Canna 'R. Wallace' is a medium sized, Crozy Group canna cultivar; green foliage, oblong shaped, white margin, spreading habit; round stems, coloured green; flowers are open, pale yellow with red spots, staminodes are large, edges regular, stamen is rose-red with small yellow flecks; fertile both ways, not self-pollinating or true to type, capsules round; rhizomes are thick, up to 3 cm in diameter, coloured white and pink.

Introduced by the venerable firm of Wilhelm Pfitzer, Fellbach, Germany in 1907, and named for Sir Richard Wallace, 1st Baronet. In the same year it was awarded the RHS Award of Merit (AM), entered as a Crozy Group cultivar and the RHS described it and classified it as such. There can be no doubt that this Pfitzer bred cultivar is a Crozy Group cultivar.

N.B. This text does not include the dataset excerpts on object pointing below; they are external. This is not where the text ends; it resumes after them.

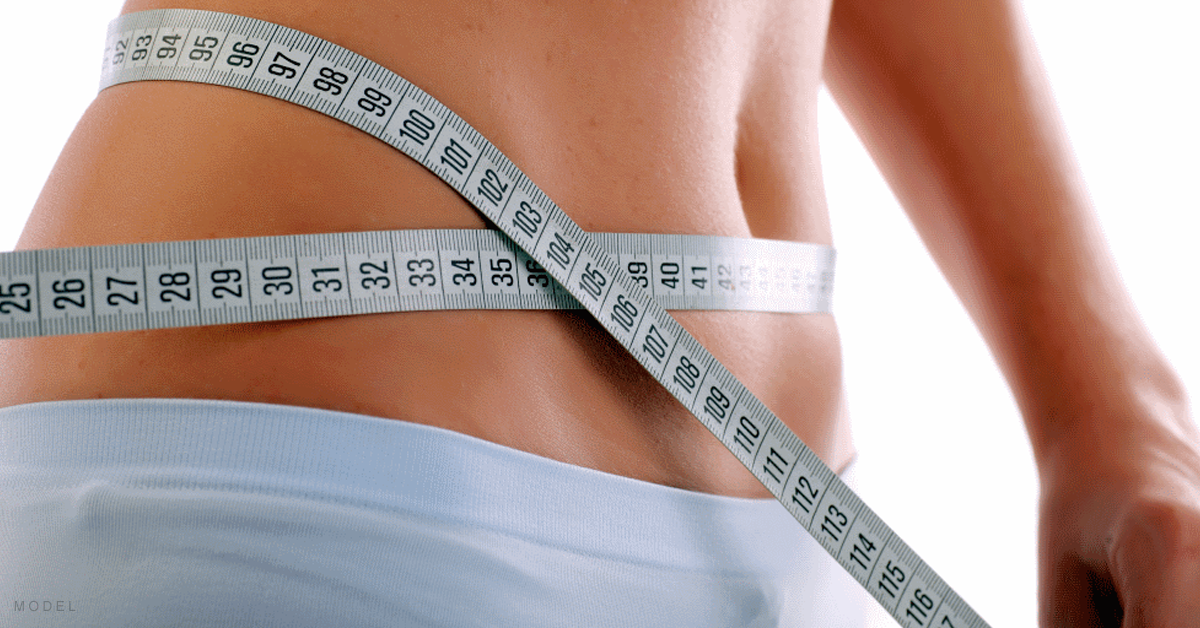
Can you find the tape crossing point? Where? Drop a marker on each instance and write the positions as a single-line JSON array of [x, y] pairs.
[[275, 60], [251, 280]]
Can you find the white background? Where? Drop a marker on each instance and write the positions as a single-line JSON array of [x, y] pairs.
[[943, 456]]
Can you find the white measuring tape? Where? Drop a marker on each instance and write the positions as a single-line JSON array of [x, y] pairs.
[[250, 280], [274, 60]]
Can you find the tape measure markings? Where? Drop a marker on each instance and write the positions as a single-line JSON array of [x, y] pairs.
[[239, 280], [814, 494]]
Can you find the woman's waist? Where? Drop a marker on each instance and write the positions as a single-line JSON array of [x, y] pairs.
[[546, 382]]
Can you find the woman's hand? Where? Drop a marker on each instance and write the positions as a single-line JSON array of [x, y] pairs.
[[1120, 530]]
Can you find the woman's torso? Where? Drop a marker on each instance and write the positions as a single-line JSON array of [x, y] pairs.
[[682, 117]]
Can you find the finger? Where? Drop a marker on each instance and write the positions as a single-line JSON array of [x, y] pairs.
[[1074, 596], [1156, 566]]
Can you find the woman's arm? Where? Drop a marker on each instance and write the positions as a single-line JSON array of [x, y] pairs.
[[953, 103]]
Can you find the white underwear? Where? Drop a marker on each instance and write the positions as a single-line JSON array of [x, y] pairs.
[[187, 513]]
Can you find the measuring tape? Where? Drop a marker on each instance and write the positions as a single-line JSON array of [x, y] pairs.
[[250, 280], [274, 60]]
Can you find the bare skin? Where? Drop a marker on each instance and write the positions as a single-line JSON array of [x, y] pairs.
[[683, 125], [694, 117]]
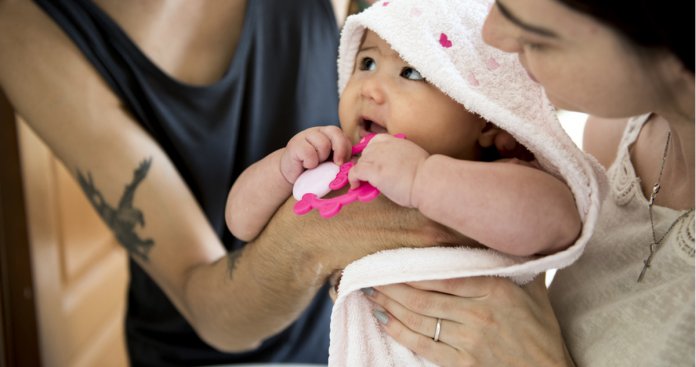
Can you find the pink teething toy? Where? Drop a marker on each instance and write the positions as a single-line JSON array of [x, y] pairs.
[[311, 186]]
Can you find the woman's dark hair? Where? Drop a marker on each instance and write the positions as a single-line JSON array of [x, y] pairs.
[[667, 25]]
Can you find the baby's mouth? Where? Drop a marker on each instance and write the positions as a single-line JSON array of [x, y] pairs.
[[371, 127]]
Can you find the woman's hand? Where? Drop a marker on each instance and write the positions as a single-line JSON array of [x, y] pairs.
[[485, 321]]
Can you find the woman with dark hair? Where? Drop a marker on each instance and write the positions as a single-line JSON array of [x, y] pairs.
[[629, 300]]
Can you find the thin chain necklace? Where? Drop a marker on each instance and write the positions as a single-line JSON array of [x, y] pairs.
[[655, 244]]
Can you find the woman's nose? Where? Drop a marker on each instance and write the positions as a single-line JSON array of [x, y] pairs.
[[497, 32], [373, 88]]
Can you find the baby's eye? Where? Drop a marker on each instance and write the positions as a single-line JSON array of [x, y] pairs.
[[411, 74], [367, 63]]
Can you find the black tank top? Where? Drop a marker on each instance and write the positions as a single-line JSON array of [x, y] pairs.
[[281, 80]]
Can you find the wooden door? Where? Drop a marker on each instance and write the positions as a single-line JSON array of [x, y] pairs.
[[79, 270]]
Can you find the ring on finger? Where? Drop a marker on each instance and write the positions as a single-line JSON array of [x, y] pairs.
[[438, 327]]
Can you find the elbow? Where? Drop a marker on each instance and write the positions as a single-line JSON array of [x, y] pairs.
[[237, 226], [569, 229]]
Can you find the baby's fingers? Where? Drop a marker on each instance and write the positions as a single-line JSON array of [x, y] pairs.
[[340, 144]]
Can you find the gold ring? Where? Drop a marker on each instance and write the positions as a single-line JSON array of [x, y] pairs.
[[438, 327]]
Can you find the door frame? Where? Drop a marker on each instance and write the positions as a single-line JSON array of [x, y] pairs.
[[19, 340]]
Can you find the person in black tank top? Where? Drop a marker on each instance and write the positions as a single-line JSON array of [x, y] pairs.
[[156, 156]]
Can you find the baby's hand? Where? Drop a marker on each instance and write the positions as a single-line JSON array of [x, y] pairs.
[[312, 146], [389, 164]]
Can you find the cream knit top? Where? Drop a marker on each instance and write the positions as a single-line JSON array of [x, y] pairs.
[[607, 318]]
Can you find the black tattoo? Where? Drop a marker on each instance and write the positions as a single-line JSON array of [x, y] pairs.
[[125, 218], [232, 258]]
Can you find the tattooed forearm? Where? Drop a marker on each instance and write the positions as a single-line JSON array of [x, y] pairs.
[[232, 258], [123, 219]]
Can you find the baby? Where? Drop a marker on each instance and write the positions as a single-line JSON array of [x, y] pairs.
[[444, 167]]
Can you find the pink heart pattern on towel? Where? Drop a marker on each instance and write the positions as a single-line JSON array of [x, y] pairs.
[[444, 41]]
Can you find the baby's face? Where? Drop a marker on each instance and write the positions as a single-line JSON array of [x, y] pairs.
[[385, 94]]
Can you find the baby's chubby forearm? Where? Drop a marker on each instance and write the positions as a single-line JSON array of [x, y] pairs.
[[510, 207], [255, 196]]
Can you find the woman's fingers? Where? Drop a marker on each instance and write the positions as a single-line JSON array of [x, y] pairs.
[[474, 287], [438, 352], [485, 321]]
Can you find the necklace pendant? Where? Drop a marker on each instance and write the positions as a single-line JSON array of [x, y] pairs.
[[646, 263]]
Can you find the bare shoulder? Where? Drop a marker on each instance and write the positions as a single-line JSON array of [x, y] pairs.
[[602, 137]]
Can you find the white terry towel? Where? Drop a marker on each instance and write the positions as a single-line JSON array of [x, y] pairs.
[[442, 40]]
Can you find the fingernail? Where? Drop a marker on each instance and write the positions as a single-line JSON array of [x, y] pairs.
[[381, 316], [368, 291]]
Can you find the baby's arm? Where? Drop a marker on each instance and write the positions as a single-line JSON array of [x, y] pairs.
[[508, 206], [266, 185]]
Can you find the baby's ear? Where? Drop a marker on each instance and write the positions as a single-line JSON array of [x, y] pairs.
[[492, 135]]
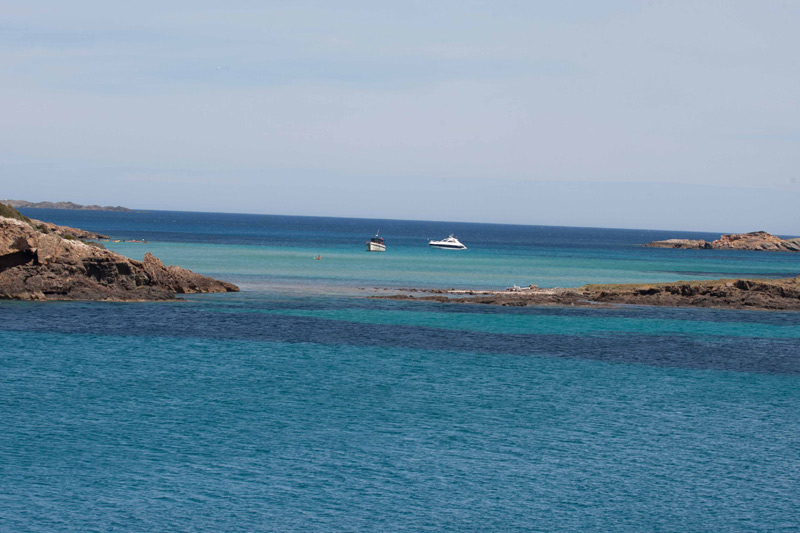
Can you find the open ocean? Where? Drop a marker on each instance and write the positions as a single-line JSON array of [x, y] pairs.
[[300, 404]]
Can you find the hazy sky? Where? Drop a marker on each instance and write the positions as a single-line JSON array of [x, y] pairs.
[[655, 114]]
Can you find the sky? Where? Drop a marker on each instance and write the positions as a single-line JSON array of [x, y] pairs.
[[653, 114]]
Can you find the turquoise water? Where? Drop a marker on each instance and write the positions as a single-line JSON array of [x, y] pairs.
[[299, 404]]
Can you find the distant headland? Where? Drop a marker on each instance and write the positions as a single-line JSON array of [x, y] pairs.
[[62, 205], [43, 261], [755, 240]]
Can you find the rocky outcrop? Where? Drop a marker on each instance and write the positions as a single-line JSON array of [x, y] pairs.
[[62, 205], [776, 294], [755, 240], [65, 231], [35, 265]]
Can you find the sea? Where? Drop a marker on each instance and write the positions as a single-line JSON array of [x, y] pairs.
[[303, 404]]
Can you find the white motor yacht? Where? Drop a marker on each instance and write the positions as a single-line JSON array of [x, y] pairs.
[[450, 243], [376, 244]]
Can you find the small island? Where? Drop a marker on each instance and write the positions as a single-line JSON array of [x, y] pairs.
[[755, 240], [42, 261], [61, 205]]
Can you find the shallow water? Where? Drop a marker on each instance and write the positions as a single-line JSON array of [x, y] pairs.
[[299, 404]]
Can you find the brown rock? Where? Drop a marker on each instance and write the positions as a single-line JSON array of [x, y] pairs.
[[39, 266]]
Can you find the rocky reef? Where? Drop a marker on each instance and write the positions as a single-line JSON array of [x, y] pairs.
[[755, 240], [41, 261], [772, 294]]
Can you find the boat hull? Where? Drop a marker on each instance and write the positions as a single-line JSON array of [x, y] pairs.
[[448, 246]]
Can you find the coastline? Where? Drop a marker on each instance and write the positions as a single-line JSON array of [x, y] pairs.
[[753, 294]]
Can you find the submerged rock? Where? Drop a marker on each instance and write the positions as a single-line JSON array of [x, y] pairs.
[[44, 265], [755, 240], [774, 294]]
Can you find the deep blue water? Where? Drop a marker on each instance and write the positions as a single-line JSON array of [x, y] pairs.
[[300, 404]]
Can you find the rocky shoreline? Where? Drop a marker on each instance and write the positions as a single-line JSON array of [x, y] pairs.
[[42, 261], [756, 240], [62, 205], [772, 294]]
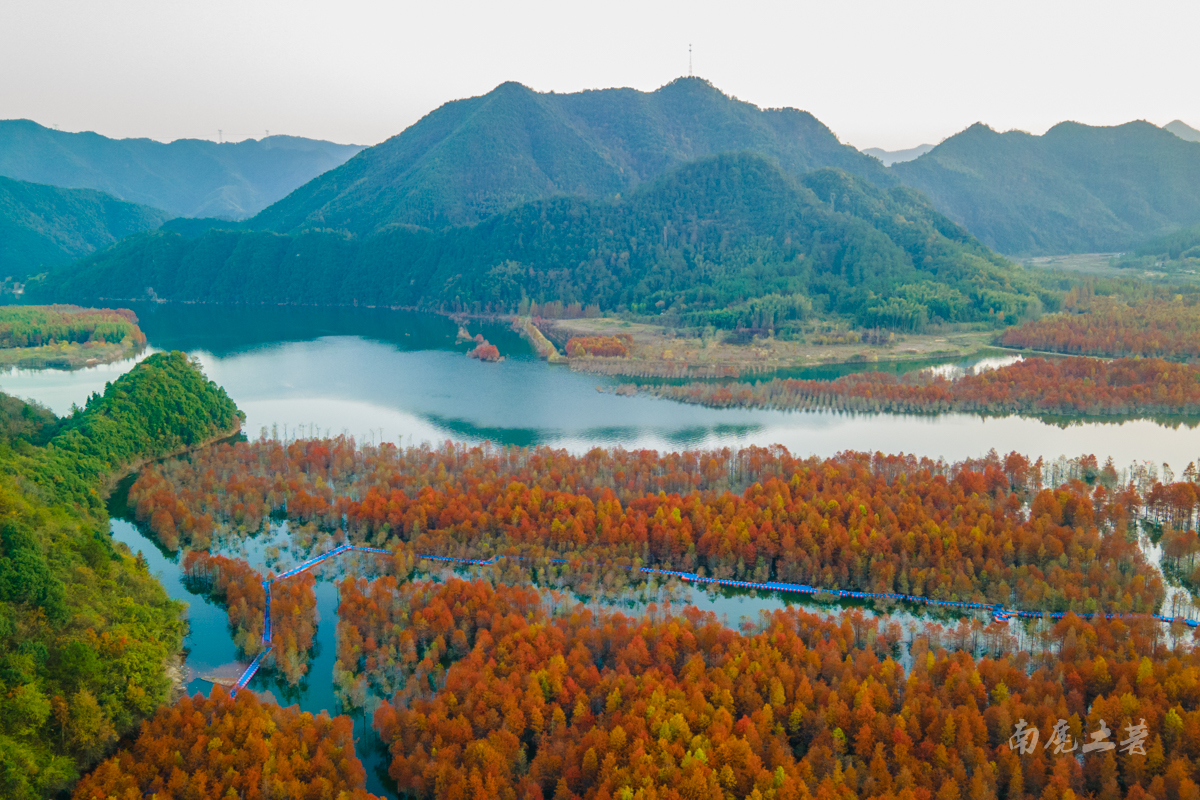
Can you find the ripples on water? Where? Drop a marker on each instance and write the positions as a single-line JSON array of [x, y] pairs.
[[400, 377]]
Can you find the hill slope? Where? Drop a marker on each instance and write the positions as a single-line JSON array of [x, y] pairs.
[[187, 178], [1182, 130], [1074, 190], [45, 226], [897, 156], [474, 157], [725, 241]]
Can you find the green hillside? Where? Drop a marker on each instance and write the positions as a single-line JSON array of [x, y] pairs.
[[1074, 190], [187, 178], [1175, 252], [474, 157], [1182, 130], [727, 241], [85, 630], [45, 226]]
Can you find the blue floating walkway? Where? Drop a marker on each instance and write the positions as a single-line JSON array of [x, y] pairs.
[[999, 612]]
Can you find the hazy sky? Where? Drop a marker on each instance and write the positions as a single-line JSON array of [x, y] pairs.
[[891, 74]]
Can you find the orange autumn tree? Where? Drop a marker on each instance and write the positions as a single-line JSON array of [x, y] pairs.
[[983, 530], [1107, 326], [293, 608], [221, 747], [577, 704], [1066, 386]]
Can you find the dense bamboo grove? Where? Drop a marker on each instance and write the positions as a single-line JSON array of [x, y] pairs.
[[1068, 386], [985, 530]]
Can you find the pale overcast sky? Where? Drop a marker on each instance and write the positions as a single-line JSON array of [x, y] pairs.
[[891, 74]]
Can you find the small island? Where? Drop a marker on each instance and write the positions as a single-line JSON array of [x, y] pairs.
[[66, 337]]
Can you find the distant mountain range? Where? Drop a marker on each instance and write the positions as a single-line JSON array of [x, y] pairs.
[[1074, 190], [474, 157], [1182, 130], [895, 156], [727, 241], [187, 178], [43, 226]]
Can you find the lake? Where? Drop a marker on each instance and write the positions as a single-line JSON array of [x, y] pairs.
[[400, 377]]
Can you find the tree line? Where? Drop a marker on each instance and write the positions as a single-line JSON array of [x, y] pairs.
[[985, 531]]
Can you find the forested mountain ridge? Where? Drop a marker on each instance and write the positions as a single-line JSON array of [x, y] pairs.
[[726, 241], [85, 631], [186, 178], [1077, 188], [474, 157], [1182, 130], [46, 226]]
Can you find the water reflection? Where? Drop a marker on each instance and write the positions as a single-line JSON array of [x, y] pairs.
[[400, 377]]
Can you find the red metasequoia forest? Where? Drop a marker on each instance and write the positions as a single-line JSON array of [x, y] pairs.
[[984, 530], [1065, 386], [293, 608], [604, 346], [528, 703], [1105, 326], [219, 747]]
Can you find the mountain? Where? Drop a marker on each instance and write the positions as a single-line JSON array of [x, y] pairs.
[[474, 157], [1074, 190], [1182, 130], [1175, 252], [187, 178], [895, 156], [726, 241], [45, 226]]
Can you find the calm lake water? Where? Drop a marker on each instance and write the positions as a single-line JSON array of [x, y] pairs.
[[400, 377]]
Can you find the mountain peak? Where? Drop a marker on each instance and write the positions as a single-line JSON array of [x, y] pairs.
[[1182, 130], [474, 157]]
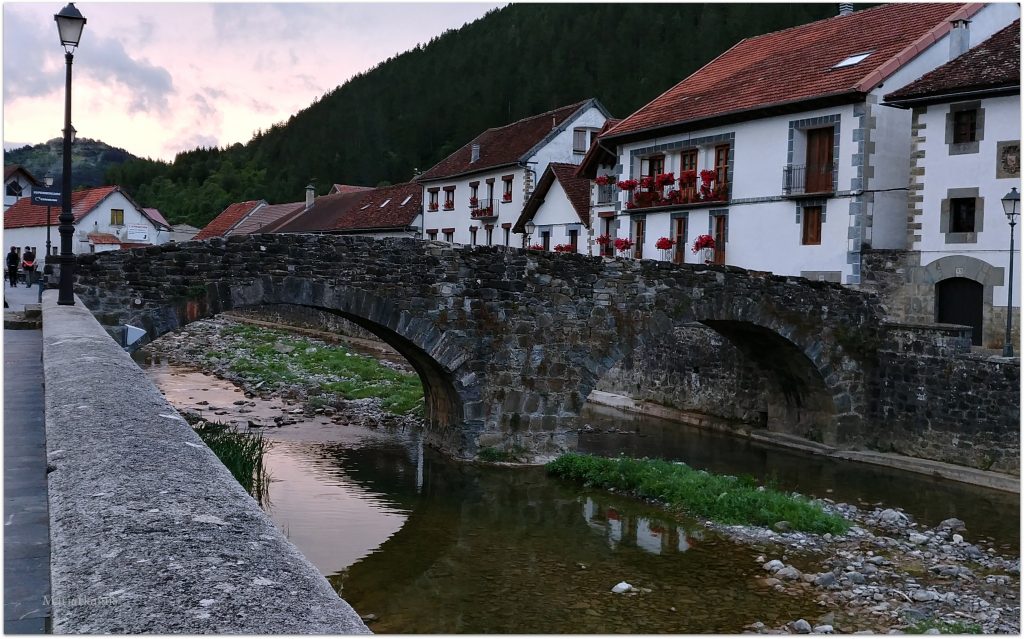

From the mid-1970s onwards, many nurserymen have confused this fine heritage cultivar with the Italian Group cultivar Canna 'Austria'. Prior to this the US nursery catalogues show that the correct plant was being sold under this name. The only similarity with C. 'Austria' is the basic colours of the foliage and flowers. The shapes and style are very different.
Research indicates that in the Spring Hill Nurseries, USA catalogue of 1972 there is an illustration which shows a floppy Italian Group, not a Crozy Group, type and they may be the original source of confusion.

==Synonyms==
- Canna 'Canary Bird' - confined to the USA.
- Canna 'R. Wallis' - Tropical Planting and Gardening, H.F. MacMillan, 5th Edition, 1954
- Canna 'Richard Wallace' - The earliest reference to this synonym was the Burgess Seed and Plant Co, USA, Catalogue of 1939.